A Jack-and-Jill bathroom opens into a second bedroom. “We put three single beds in this guest room so when the kids have sleep overs there’s a lot of flexibility,” says Lisa. In non-Covid times, cousins would arrive for the holidays. “One of my favorite memories was coming up the stairs and seeing Daniel and his cousin sprawled out in the hallway playing a board game on the floor—that’s the type of house I was aiming for,” she says.
With the additions, the Ehrlichs’ nearly doubled the home, now 3,500 sq. feet. But each space feels intimate. To the right of the fireplace, a staircase leads down to a large playroom (“something we are still working on,” Lisa says), a guest bedroom and a study/gym for Randy. The walkout basement also leads across a path to the “sports garage.”
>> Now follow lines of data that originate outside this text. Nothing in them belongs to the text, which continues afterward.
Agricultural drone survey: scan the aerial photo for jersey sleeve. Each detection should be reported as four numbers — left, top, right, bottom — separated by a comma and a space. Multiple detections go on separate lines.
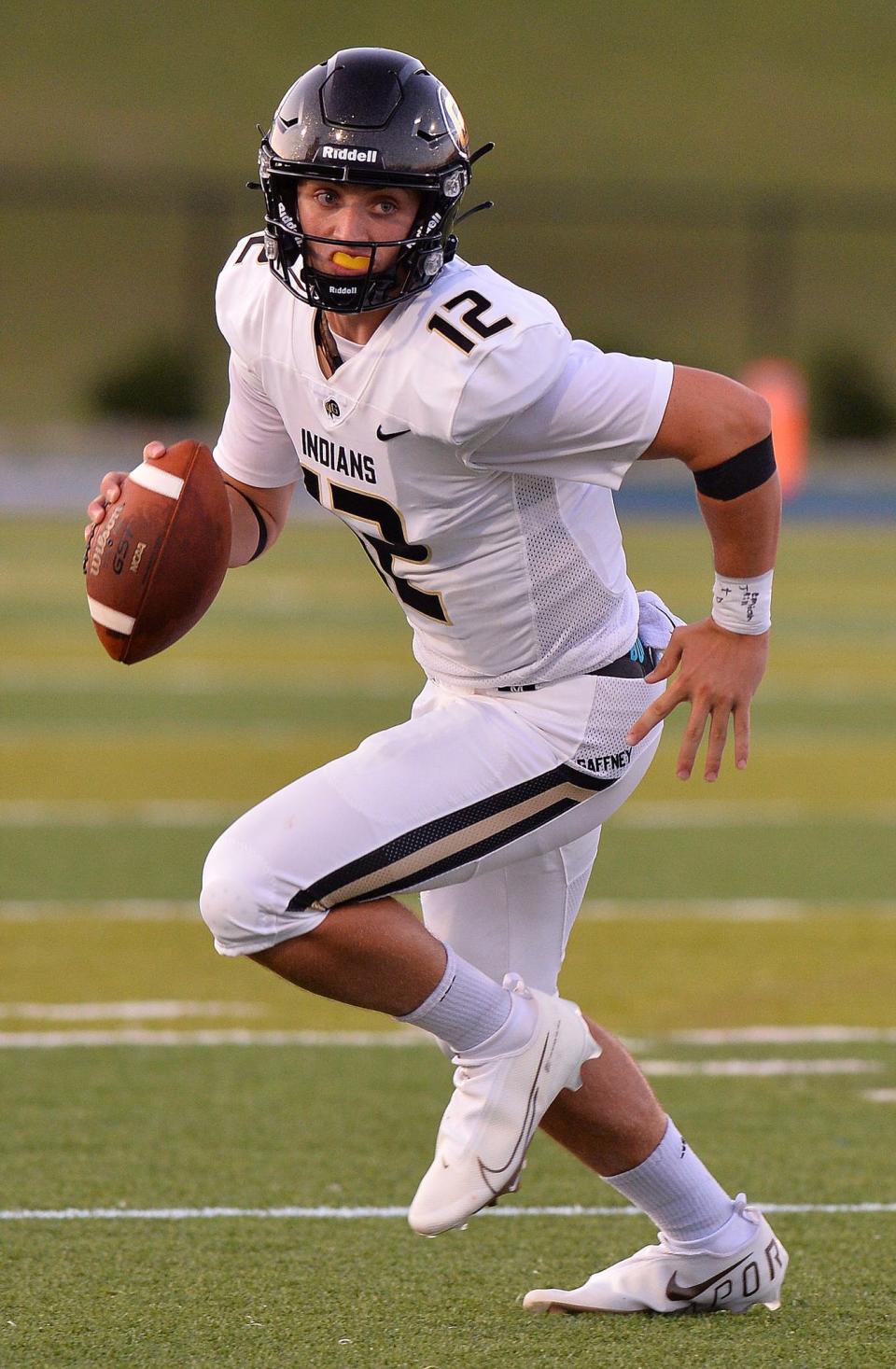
213, 352, 301, 489
214, 238, 301, 489
463, 341, 673, 489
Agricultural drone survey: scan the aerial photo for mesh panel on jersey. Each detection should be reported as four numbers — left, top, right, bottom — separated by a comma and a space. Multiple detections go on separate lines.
513, 475, 622, 679
573, 675, 656, 765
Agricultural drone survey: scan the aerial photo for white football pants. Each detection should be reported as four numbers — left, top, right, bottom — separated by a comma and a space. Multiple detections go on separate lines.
200, 664, 665, 993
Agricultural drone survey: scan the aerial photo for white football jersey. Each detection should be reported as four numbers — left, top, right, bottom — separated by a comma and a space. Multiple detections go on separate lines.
215, 234, 673, 689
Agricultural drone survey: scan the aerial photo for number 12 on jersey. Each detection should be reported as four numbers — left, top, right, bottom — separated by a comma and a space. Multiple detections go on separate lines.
427, 290, 513, 355
301, 466, 451, 622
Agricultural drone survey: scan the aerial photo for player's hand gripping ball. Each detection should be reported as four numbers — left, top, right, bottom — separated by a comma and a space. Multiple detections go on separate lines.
84, 442, 231, 665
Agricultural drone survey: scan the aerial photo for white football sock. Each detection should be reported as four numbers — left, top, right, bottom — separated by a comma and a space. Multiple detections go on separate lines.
396, 946, 534, 1059
604, 1120, 756, 1255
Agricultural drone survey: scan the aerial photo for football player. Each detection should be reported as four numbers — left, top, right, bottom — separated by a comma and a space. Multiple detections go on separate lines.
89, 48, 787, 1313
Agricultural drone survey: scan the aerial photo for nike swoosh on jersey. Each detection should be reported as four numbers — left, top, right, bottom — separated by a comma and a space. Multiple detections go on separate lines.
477, 1037, 550, 1196
665, 1255, 748, 1302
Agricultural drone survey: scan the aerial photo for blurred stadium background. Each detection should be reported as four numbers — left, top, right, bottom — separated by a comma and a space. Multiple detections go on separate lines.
0, 0, 896, 457
0, 0, 896, 1369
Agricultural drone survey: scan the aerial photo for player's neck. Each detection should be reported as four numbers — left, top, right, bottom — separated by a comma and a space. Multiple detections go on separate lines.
326, 305, 393, 343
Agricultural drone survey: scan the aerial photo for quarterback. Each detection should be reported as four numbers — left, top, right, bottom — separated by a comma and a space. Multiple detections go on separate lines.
89, 48, 788, 1313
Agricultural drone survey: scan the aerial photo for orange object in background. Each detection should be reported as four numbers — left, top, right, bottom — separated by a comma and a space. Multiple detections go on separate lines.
741, 357, 808, 499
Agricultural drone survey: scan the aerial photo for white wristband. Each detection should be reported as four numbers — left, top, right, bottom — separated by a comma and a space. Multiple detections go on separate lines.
712, 571, 774, 636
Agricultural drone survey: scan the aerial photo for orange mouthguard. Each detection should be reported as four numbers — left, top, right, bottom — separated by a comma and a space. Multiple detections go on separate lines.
333, 252, 370, 271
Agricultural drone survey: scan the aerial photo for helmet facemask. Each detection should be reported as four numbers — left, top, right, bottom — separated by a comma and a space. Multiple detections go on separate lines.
259, 156, 469, 314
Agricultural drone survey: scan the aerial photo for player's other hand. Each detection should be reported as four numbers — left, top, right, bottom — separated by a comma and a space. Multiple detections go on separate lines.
626, 618, 768, 780
84, 442, 167, 542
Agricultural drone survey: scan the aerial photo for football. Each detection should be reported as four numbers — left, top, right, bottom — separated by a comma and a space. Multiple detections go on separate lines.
84, 442, 231, 665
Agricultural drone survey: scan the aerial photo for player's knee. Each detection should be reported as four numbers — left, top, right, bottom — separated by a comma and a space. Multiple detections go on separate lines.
199, 832, 325, 956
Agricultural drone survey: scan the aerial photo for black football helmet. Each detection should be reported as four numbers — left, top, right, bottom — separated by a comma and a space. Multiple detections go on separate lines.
259, 48, 492, 314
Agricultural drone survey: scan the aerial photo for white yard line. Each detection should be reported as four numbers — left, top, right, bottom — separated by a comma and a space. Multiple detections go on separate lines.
0, 1202, 896, 1222
578, 898, 896, 923
0, 898, 896, 923
0, 798, 896, 830
0, 1027, 428, 1050
0, 1027, 884, 1079
677, 1027, 896, 1046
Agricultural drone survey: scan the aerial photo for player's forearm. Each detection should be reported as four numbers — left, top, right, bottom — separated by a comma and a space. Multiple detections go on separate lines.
697, 472, 781, 580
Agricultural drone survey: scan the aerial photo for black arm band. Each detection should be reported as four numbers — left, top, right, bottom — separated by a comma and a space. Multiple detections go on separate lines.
693, 434, 777, 499
229, 484, 267, 561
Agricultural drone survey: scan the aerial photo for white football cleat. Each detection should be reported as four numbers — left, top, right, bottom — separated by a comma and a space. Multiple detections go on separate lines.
524, 1194, 788, 1313
408, 975, 600, 1236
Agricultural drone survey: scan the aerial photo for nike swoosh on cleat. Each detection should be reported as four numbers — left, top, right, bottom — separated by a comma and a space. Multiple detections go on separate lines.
665, 1255, 748, 1302
477, 1037, 551, 1196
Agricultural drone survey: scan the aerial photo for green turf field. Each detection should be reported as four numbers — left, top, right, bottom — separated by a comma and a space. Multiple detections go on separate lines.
0, 516, 896, 1369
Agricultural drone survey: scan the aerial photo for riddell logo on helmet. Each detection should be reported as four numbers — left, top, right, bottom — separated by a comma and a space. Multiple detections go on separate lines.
318, 143, 380, 161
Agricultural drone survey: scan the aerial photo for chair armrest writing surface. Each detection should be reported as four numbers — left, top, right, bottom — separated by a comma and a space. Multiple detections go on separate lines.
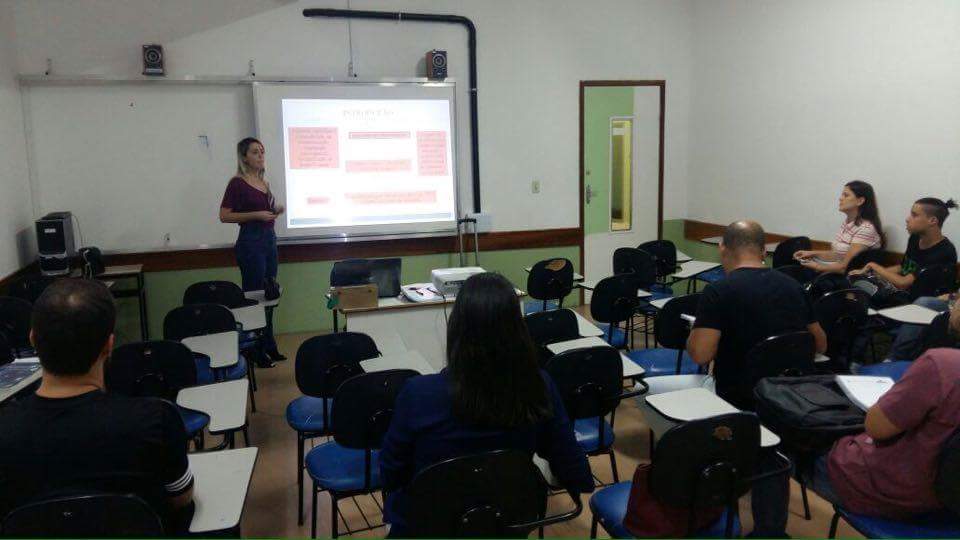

There, on a late November day, Randy and Daniel are wheeling their dirt bikes out the door. Ella is upstairs studying at the kitchen table and Lisa is planning meals for the week.
“When we come up here now, we bring all our food, we quarantine and don’t go out except on the trails around the house.”
Lisa has already started to drape the doorways in garlands and get ready for the holidays. Even though it will be just them this year, it’s a comforting tradition that, like the house, seems to endure with only minor changes.